Cezary Krysztopa: Nie jest to społeczeństwo obywatelskie, które chciał zbudować Adam Michnik
Gościem Telewizji Republika był Cezary Krysztopa. W programie wypowiedział się na temat dzisiejszych obchodów Narodowego Dnia Pamięci ,,Żołnierzy Wyklętych".
Dziennikarz: Czy ci ludzie skazani odzyskali swoje miejsce w historii?
Nie użyłbym trybu dokonanego. Jest przed nami jeszcze wiele pracy. (...) Ta rewolucja, która się dokonała, która jest odrzuceniem dziedzictwa postkomunizmu i tych z Solidarności, którzy się niestety dogadali. Ważne jest, że ta inicjatywa nie odbyła się odgórnie, ale oddolnie (...) Młodzież odgrzebała te mity, stróżowała przy ich grobach. Dzięki wysiłkowi obywateli, którzy mieli niewielkie wsparcie w instytucjach. (..) Jest to ostatecznie odrzucenie postkomunizmu, który konstytuował III RP. To ma także szerszy aspekt. Jestem wyrazicielem takiej tezy, że w Polsce budują się szczerby społeczeństwa obywatelskiego. (...) Nie jest to społeczeństwo obywatelskie, które chciał zbudować Adam Michnik (...) Zbudowało się, ale w innym miejscu i w innym kształcie niż postulowała to ,,Gazeta Wyborcza''. Jest to bolesne dla tego środowiska, któremu wydawało się, że jest władne.

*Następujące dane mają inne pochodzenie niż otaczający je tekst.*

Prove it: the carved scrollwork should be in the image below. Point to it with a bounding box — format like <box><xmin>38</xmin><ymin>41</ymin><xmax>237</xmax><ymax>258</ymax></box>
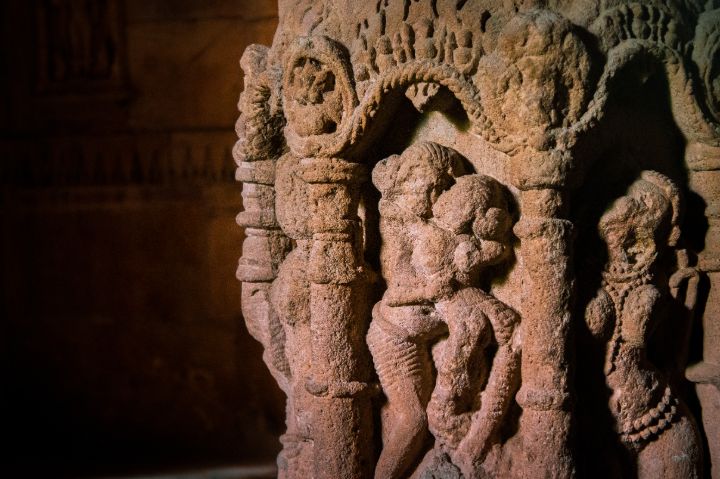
<box><xmin>581</xmin><ymin>4</ymin><xmax>720</xmax><ymax>146</ymax></box>
<box><xmin>283</xmin><ymin>39</ymin><xmax>486</xmax><ymax>158</ymax></box>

Podkreślił, że niestety trudno oczekiwać, że ten dzień stanie się świętem wszystkich Polaków. Jest bowiem wielu tych, którzy uznają dziedzictwo komunistyczne, którzy rodzinnie bądź też finansowo związani są z tamtą ideologią - Kluczowe jest to co powiedział Jaruzelski o Kuklińskim ,,Jeżeli on jest bohaterem, to kim my jesteśmy?'' (...) Oni się bronią nazywając żołnierzy wyklętych - żołnierzami przeklętymi, wyciągając jakieś jednostkowe przypadki, które są mniej lub lepiej udowodnione. Oni próbują spotwarzyć cały ruch niepodległościowy po 45. (...) Stety lub nie, to nigdy nie będzie święto wszystkich Polaków, bo część zawsze będzie spadkobiercami tych, którzy mordowali tych Polaków. (...)
Cezary Krysztopa podkreślił: - To przejście, kiedy my uznamy za bohaterów tych którzy walczyli z dwoma okupantami, a nie tych którzy stanęli po stronie komunistów będzie ostatecznym zakończeniem postkomunizmu.